Anemia is a common blood disorder. It occurs when you have fewer red blood cells than normal, or not enough hemoglobin in your blood. Hemoglobin is the iron-rich protein in red blood cells. It carries oxygen from your lungs to all parts of your body.
When you have anemia, your blood can’t carry enough oxygen to your body. Without enough oxygen, your body can’t work as well as it should.
There are several different types of anemia. Each has its own cause and treatment. They include:
Vitamin B12 deficiency anemia
Anemia of folate deficiency
Sickle cell anemia
Cooley's anemia (beta thalassemia)
Kidney failure associated anemia
Anemia is often a symptom of another disease. Anemia often occurs when you have:
Too much blood loss
Not enough red blood cells being made
Too many red blood cells being destroyed
More than one of these problems at the same time
Anemia may often be caused by several problems, including:
Anyone can get anemia. But it is more common in women of childbearing age. It's also more common during pregnancy, infancy, and in older adults. Risk factors include:
A diet low in iron-rich foods
Heavy menstrual periods
Lifelong (chronic) diseases such as kidney disease, rheumatoid arthritis, HIV, Crohn's disease, and heart, liver, or thyroid disease
Most anemia symptoms occur because of less oxygen getting to the body’s cells and tissues (hypoxia). The hemoglobin in red blood cells carries oxygen. So having fewer red blood cells leads to hypoxia. If you have mild anemia, you may not have many symptoms.
Each person’s symptoms will vary. Symptoms may include:
Being very pale
Faster heart rate
Having trouble catching your breath
Lack of energy or tiring easily (fatigue)
Feeling dizzy or faint, especially when standing
Irregular menstruation cycles
Delayed menstruation, or not having a period
Sore or swollen tongue
Yellowing of skin, eyes, and mouth (jaundice)
Enlarged spleen or liver
Not easy for wounds or tissue to heal
Anemia symptoms may look like other blood disorders or health problems. Anemia is often a symptom linked to another disease. So be sure your healthcare provider knows about symptoms you may have. Always see your provider for a diagnosis.
Your healthcare provider may think you have anemia based on your symptoms, health history, and a physical exam. Anemia is often confirmed using blood tests. These tests check your hemoglobin level and your red blood cell count.

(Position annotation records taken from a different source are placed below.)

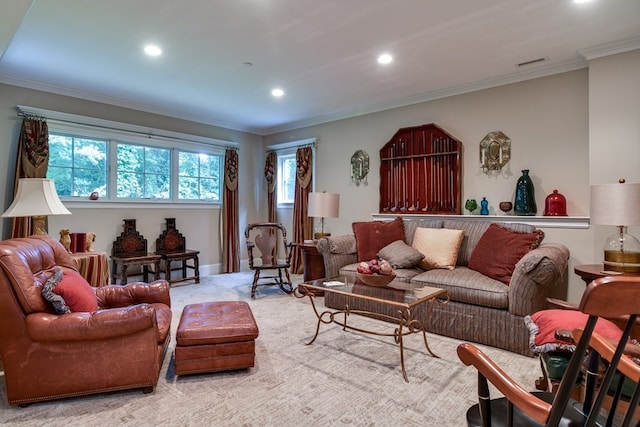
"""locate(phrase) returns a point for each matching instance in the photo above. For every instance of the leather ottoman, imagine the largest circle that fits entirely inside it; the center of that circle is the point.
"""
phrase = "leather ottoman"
(215, 336)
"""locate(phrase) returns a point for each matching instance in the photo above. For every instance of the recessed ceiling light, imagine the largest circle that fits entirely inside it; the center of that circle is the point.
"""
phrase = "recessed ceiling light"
(152, 50)
(385, 58)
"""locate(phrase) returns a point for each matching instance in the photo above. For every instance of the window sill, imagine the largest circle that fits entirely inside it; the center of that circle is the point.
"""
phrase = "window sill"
(155, 204)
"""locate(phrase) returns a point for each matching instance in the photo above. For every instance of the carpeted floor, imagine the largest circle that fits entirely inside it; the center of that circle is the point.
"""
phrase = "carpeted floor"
(342, 379)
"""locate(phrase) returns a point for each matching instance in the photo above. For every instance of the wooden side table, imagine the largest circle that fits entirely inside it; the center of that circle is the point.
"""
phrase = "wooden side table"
(590, 272)
(313, 264)
(312, 261)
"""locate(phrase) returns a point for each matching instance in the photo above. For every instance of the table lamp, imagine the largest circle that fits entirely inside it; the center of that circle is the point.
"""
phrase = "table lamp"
(323, 205)
(619, 205)
(37, 198)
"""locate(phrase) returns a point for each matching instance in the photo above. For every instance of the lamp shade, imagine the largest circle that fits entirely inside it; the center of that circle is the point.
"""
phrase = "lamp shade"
(615, 204)
(324, 205)
(36, 197)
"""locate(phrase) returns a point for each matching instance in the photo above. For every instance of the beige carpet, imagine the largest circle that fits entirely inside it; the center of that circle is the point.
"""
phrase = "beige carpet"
(343, 379)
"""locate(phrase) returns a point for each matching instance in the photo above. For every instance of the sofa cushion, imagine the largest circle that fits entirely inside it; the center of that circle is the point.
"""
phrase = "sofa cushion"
(410, 225)
(439, 246)
(400, 255)
(543, 325)
(77, 292)
(467, 286)
(371, 236)
(499, 249)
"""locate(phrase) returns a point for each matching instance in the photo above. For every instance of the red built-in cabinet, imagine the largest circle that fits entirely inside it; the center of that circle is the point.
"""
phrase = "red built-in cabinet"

You may have additional tests such as:
Other blood tests
Bone marrow aspiration or biopsy. A small amount of bone marrow fluid (aspiration) or solid bone marrow tissue (called a core biopsy) is taken. The sample is often taken from the hip bones. It is checked for the number, size, and maturity of blood cells or abnormal cells.

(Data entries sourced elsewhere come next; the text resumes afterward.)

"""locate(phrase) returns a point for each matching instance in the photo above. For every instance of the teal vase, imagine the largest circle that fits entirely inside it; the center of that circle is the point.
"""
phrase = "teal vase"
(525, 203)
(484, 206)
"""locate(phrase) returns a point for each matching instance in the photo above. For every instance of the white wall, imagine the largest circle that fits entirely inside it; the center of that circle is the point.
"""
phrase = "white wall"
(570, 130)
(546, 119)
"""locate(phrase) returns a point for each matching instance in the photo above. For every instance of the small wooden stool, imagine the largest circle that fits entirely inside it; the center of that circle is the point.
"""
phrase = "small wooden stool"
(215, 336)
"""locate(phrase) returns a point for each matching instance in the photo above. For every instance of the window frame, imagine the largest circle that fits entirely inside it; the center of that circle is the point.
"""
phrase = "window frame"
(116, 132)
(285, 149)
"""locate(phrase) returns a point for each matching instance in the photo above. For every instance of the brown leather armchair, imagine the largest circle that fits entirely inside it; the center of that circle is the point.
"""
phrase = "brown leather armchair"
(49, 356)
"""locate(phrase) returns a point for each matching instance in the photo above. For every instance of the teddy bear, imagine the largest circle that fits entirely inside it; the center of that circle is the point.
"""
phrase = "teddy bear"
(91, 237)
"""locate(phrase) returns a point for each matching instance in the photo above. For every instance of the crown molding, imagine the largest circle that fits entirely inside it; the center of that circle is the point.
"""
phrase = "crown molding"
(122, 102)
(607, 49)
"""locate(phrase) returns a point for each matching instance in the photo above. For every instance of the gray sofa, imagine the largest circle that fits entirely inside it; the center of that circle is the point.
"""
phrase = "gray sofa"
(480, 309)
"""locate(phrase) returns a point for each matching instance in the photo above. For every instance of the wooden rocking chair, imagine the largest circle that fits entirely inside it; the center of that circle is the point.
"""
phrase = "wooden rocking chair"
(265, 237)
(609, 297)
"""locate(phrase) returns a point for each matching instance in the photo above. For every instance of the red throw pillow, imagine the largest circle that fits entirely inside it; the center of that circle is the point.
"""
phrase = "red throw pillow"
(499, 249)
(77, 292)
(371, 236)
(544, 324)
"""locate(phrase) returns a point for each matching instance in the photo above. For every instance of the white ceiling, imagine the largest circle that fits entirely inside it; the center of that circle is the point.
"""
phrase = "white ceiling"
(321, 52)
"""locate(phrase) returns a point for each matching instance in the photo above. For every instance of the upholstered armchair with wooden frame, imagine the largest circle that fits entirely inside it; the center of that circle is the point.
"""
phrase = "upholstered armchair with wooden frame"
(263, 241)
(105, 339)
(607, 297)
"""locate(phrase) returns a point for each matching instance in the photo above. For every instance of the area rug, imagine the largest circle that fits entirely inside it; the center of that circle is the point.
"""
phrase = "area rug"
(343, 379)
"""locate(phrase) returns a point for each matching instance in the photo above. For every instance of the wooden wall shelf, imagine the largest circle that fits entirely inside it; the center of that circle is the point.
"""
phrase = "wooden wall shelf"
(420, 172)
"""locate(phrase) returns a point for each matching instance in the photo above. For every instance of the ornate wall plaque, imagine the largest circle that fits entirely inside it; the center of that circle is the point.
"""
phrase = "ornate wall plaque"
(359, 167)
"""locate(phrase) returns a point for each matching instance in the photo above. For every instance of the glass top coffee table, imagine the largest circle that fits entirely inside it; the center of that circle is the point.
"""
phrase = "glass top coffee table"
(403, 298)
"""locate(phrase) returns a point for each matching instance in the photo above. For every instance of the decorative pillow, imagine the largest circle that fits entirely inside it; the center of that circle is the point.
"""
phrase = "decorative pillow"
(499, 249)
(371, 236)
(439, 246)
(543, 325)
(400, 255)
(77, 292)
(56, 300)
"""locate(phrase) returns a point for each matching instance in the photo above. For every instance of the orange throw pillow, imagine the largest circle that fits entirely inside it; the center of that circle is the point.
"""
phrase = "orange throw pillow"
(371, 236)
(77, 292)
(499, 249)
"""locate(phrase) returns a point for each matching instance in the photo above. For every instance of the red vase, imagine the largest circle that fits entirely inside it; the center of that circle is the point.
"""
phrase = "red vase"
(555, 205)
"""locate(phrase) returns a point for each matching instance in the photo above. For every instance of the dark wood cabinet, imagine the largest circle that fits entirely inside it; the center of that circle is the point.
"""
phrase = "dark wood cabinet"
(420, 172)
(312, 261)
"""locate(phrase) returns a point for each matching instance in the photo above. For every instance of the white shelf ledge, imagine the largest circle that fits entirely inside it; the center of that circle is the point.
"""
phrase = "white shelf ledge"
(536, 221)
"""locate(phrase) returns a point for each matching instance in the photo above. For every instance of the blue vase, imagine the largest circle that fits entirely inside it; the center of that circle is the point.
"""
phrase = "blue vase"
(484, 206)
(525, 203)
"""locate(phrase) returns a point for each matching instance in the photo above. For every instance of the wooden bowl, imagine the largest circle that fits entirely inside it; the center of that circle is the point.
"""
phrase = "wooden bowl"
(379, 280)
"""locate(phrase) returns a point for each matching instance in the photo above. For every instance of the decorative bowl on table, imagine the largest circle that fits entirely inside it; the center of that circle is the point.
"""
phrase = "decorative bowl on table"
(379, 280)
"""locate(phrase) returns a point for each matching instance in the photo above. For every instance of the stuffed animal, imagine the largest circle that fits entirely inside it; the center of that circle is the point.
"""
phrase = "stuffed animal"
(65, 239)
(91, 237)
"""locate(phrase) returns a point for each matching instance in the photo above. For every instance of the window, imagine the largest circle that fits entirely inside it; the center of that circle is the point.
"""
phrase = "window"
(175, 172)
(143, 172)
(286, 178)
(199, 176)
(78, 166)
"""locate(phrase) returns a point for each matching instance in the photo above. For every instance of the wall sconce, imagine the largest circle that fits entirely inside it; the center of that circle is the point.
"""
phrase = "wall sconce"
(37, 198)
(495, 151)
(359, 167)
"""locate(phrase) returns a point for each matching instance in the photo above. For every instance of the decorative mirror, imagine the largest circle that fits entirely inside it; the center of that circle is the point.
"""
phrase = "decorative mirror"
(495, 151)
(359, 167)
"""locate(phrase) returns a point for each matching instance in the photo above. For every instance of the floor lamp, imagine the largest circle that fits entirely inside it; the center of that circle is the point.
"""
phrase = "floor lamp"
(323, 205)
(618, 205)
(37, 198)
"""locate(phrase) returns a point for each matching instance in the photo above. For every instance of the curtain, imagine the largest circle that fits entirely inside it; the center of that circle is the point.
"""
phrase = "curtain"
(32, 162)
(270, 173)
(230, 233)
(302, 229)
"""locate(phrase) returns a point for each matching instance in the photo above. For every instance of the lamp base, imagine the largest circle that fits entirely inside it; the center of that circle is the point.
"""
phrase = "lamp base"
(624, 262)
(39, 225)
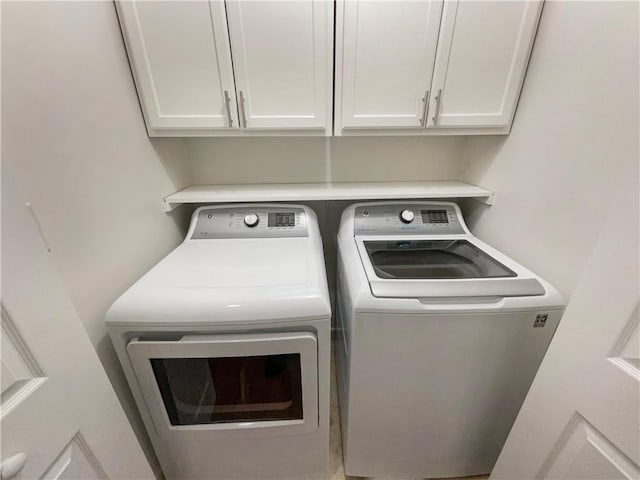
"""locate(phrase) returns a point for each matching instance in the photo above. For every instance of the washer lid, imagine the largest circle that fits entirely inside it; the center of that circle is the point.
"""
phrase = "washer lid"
(442, 267)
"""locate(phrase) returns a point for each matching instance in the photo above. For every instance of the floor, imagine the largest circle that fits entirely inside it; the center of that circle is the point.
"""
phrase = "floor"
(336, 464)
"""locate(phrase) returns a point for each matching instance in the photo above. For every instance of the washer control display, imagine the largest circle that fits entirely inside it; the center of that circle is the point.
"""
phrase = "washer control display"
(419, 218)
(287, 219)
(434, 216)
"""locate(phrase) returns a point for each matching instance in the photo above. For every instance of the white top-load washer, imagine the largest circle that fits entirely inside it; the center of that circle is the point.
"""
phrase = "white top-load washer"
(226, 342)
(440, 336)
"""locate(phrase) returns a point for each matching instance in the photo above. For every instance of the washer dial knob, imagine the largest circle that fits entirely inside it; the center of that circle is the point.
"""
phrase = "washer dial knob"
(407, 216)
(251, 220)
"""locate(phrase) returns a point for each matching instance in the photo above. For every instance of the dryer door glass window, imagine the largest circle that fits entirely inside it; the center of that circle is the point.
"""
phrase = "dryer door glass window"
(432, 259)
(230, 389)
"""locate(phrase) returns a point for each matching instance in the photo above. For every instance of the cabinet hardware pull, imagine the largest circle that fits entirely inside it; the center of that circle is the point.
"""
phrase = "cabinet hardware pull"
(425, 105)
(227, 101)
(438, 100)
(12, 466)
(244, 115)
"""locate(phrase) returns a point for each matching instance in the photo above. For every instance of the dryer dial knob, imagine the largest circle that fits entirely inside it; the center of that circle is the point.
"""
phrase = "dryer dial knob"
(251, 220)
(406, 216)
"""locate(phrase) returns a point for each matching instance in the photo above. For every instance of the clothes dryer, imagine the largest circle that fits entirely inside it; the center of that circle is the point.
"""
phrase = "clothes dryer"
(226, 343)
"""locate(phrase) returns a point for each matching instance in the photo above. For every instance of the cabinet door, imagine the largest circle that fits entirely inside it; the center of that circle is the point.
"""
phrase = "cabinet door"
(181, 61)
(283, 63)
(483, 51)
(384, 60)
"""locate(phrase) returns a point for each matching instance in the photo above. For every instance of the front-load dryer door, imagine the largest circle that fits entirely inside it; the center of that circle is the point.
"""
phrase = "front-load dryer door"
(230, 384)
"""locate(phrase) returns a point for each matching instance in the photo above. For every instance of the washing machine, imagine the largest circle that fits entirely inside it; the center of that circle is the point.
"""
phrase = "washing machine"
(226, 343)
(440, 337)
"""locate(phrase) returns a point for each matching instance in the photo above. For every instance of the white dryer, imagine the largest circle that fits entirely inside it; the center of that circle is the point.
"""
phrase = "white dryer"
(226, 343)
(440, 338)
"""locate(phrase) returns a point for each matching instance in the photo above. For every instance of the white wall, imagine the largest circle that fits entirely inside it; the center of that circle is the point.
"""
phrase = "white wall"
(74, 140)
(338, 159)
(575, 133)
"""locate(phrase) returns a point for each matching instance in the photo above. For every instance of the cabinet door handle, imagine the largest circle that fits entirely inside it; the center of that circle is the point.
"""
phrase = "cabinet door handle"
(12, 466)
(438, 100)
(227, 102)
(244, 115)
(425, 105)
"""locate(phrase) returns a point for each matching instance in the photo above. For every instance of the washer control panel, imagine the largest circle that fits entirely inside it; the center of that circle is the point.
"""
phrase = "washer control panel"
(250, 222)
(415, 218)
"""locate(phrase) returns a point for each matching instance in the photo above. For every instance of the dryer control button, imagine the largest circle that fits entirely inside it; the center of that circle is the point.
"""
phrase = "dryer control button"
(251, 220)
(406, 216)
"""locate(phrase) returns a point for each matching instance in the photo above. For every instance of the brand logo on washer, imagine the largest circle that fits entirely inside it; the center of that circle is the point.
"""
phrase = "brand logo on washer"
(541, 320)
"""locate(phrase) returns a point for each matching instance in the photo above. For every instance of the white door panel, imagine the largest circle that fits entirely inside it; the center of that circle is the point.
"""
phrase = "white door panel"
(57, 397)
(181, 62)
(283, 62)
(581, 416)
(483, 52)
(384, 57)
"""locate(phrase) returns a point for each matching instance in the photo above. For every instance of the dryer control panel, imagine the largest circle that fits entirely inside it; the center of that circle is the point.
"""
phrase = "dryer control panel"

Treatment will depend on your symptoms, age, and general health. It will also depend on how severe the condition is.
Treatment may include:
Treating any underlying cause
Vitamin and mineral supplements
Change in diet
Bone marrow transplant
Surgery to remove the spleen, if it is linked to hemolytic anemia
Antibiotics if an infection is the cause
Mild anemia may cause no problems. But if your body’s organs don't get enough oxygen, you may have organ damage. The heart can be damaged by the increased stress of pumping faster. It can also be damaged by working too hard to carry oxygen to the body. In some cases, the underlying cause of the anemia may be deadly.
Preventing anemia includes eating a well-balanced diet with iron-rich foods. It also includes managing any lifelong (chronic) or underlying conditions that may be causing the anemia. For young women and women with heavy menstrual periods, using birth control medicines may help manage anemia.

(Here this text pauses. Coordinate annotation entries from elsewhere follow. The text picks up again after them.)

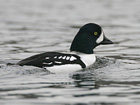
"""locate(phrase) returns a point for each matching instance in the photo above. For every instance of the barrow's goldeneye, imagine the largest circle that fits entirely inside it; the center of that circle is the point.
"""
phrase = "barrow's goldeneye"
(81, 53)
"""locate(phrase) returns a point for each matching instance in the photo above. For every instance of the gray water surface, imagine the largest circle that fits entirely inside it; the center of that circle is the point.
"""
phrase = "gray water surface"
(29, 27)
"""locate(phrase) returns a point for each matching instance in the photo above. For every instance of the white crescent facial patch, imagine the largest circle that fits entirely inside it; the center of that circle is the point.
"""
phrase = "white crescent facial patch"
(100, 39)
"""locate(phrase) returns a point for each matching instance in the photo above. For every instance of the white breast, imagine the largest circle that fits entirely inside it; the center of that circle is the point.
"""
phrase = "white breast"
(68, 68)
(88, 59)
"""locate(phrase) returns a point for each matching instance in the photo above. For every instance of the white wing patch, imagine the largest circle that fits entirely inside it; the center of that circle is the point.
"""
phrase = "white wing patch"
(47, 63)
(47, 57)
(68, 68)
(58, 62)
(68, 57)
(100, 39)
(64, 57)
(60, 57)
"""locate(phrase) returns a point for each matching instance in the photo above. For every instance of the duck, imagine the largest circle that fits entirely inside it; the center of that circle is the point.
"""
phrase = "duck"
(80, 55)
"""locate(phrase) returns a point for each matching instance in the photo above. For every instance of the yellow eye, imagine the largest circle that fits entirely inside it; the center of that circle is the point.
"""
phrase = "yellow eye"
(95, 33)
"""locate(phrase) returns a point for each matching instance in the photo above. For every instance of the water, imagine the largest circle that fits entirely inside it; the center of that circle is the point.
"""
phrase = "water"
(29, 27)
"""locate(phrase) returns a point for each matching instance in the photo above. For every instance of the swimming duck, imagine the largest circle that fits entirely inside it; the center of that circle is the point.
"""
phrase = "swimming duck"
(80, 56)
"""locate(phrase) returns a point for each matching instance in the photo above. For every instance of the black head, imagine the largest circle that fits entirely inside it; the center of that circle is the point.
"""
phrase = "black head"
(89, 36)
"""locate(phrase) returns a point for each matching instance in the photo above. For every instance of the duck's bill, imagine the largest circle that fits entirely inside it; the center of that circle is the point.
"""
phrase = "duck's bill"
(106, 41)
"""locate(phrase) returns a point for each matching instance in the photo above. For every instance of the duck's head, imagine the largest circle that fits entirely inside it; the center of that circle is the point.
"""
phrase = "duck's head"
(89, 36)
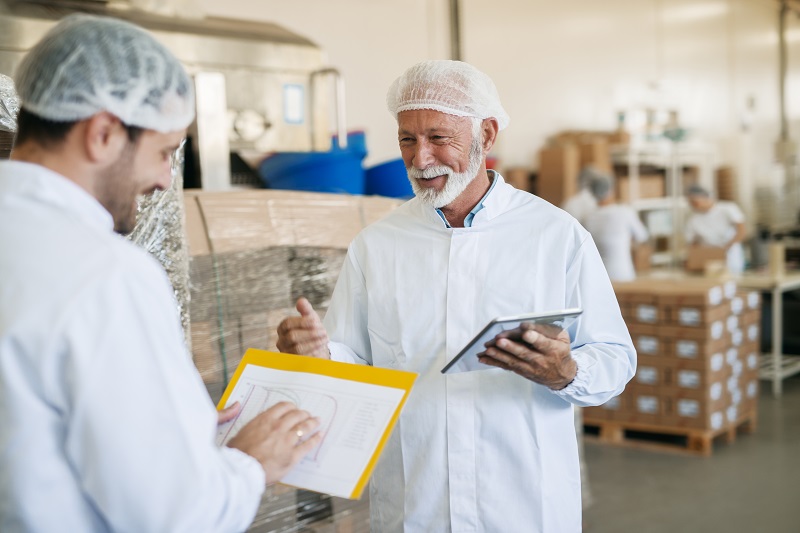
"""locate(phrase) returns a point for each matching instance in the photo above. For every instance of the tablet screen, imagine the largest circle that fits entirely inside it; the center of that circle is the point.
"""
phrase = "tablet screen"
(467, 359)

Some types of anemia can’t be cured, such as sickle cell anemia. Work with your healthcare provider to make a treatment plan that can reduce the effects of these diseases.
Anemia is a common blood disorder. It happens when you have fewer red blood cells than normal.
Anyone can get anemia. But it is more common in women of childbearing age.
Preventing anemia includes eating a well-balanced diet with iron-rich foods.
Some types of anemia can’t be cured, such as sickle cell anemia.
Tips to help you get the most from a visit to your healthcare provider:
Know the reason for your visit and what you want to happen.
Before your visit, write down questions you want answered.
Bring someone with you to help you ask questions and remember what your provider tells you.
At the visit, write down the name of a new diagnosis, and any new medicines, treatments, or tests. Also write down any new instructions your provider gives you.
Know why a new medicine or treatment is prescribed, and how it will help you. Also know what the side effects are.
Ask if your condition can be treated in other ways.
Know why a test or procedure is recommended and what the results could mean.
Know what to expect if you do not take the medicine or have the test or procedure.
If you have a follow-up appointment, write down the date, time, and purpose for that visit.
Know how you can contact your provider if you have questions.